When I see a hardware vendor offering help in transitioning to a new operating model, I can’t help but think of a piano company trying to sell an upright piano as a complement to a radio. As an industry shifts, it’s difficult for an incumbent to transform.
SEE: Why HPE Discover is the company’s last opportunity to tell its story and prove its value(TechRepublic)
At both Dell EMC World and HPE Discover, the major themes revolved around digital transformation and hybrid IT. I’ve found the messaging odd. Incumbent hardware vendors have the ear of the CIO. Both HPE and Dell EMC are well positioned to tell the stories of how their products and services help provide the foundation of hybrid IT. In an effort to better understand HPE’s story, I attended HPE Discover and queried HPE on their hybrid IT offerings. Here’s a look at their updated strategic vision.
Hardware at the core
In an earlier post, I questioned the vision of the new HPE. I didn’t understand the value the new organization offered to enterprises without the large services, software, and end-user computing. During the recent HPE Blogger Talks within HPE Discover, the HPE product teams made the strategic vision of the organization a little bit more clear.
At HPE Discover, HPE focused on making hybrid IT easier via a high value consulting arm rebranded Pointnext. Their composable infrastructure concept powers their data center and edge offerings—both of which remain core to HPE’s product focus.
Hardware is a core capability of HPE. Research products such as The Machine show their leadership in the space. The Synergy enclosure platform, alongside the technologies acquired via the purchases of SimpliVity and Nimble, show how HPE is continuing to strengthen the foundation of their hardware offering. In short, HPE has hardware covered, but it still needed to explain its services and software offerings.
Pointnext consulting
HPE has rebranded HP Technical Services (HP TS) to Pointnext. Pointnext is the same services organization HPE offered before the acquisition of EDS, and it focuses on project-oriented engagements.
HPE Pointnext has had a good deal of experience with private cloud and public cloud integration. Before the HP Inc and HPE split, I spoke with the team responsible for delivering the Helion Cloud solution. Much of the work in delivering the OpenStack-based Helion Cloud relied on customized work from project to project. HPE’s position remains similar in that much of the work involved in hybrid cloud relies on custom work from customer to customer.
Customers looking to integrate public cloud services with public cloud platforms will need white glove professional services until standards and management solutions mature. HPE believes Pointnext is positioned as well as DXC and Accenture to provide these tailored services.
Software strategy
Software is one of the most difficult transitions for hardware vendors to make in revamping their products to support hybrid IT. Before the 2017 HPE Discovery event, much of HPE’s hybrid IT strategy focused on their composable infrastructure marketing term.
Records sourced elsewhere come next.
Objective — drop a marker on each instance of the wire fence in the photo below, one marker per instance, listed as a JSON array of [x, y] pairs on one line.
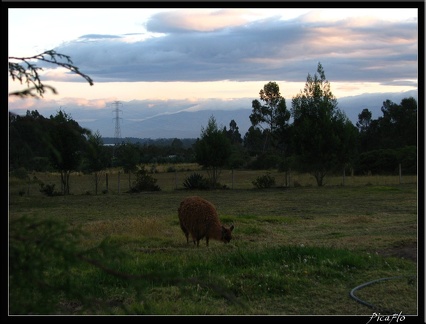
[[117, 182]]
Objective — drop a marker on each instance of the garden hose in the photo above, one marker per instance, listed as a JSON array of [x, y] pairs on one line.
[[352, 293]]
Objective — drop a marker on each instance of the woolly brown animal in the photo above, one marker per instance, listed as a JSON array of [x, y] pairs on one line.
[[198, 218]]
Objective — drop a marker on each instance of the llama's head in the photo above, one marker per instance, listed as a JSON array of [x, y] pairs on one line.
[[227, 233]]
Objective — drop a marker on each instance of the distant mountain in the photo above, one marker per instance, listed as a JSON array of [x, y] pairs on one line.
[[185, 119]]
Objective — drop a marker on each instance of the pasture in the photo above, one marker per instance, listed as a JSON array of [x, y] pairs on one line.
[[295, 250]]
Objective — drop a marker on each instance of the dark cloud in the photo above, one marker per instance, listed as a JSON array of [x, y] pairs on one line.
[[269, 49]]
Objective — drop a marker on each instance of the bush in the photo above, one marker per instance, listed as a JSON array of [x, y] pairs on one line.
[[265, 181], [48, 189], [196, 181], [144, 182]]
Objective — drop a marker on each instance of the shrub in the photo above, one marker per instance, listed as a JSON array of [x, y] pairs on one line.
[[265, 181], [196, 181], [48, 189], [144, 182]]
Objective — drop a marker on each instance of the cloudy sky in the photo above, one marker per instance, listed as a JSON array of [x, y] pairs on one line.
[[194, 55]]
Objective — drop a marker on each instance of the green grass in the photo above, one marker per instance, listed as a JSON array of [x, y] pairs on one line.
[[295, 251]]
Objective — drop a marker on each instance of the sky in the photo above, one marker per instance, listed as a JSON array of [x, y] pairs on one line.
[[198, 55]]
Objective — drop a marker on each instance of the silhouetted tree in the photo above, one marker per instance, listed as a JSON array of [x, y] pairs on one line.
[[272, 116], [323, 135], [25, 70], [212, 150]]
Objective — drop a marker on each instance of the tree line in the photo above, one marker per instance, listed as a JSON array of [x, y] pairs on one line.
[[313, 136]]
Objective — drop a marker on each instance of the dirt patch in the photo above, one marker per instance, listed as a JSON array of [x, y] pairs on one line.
[[406, 251]]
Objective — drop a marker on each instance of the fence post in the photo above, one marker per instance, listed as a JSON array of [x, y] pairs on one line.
[[344, 175], [232, 178], [118, 181]]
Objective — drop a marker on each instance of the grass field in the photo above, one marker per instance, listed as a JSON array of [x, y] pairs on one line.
[[295, 250]]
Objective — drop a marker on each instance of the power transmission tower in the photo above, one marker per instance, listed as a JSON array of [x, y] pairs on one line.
[[117, 133]]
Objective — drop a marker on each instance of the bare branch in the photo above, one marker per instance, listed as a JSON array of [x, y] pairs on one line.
[[28, 73]]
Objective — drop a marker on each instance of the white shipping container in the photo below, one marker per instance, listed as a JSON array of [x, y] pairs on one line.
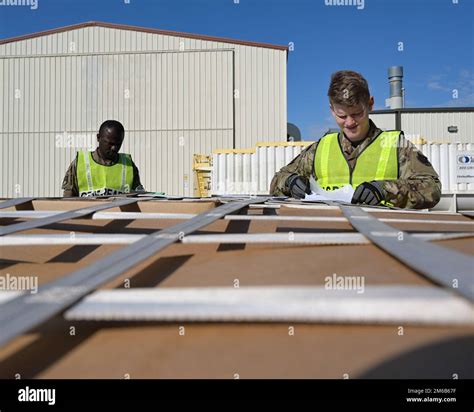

Composable is another term for software-defined, and HPE’s Synergy Chassis is the foundation of HPE’s composable infrastructure technology. HPE retrofitted OneView to manage Synergy and future composable infrastructure. While Synergy fills a need for scalable private cloud hardware, HPE still had a gap to address in cloud management.
HPE plans to fill the cloud management gap with project NewStack. Similar to The Machine research project, NewStack isn’t a single project or simply a vision for the future. NewStack takes HPE’s learnings from Synergy and Helion to offer a single view into hybrid IT infrastructure. However, HPE didn’t provide a roadmap for the release of NewStack-based products.
HPE wants the shed the image of an organization that sells boxes for that of an organization that sells solutions. HPE sees hybrid IT as a full stack solution with hardware as the foundation of the on-premises vision. Synergy and OneView enable software-defined management of the on-premises assets, while Project NewStack provides the integration point for the HPE-powered data center and public cloud.
Those critical of HPE’s strategy call out that HPE is primarily a hardware vendor. HPE’s organization is built to sell hardware. However, HPE is out to prove that hardware manufactures best understand how hybrid IT comes together.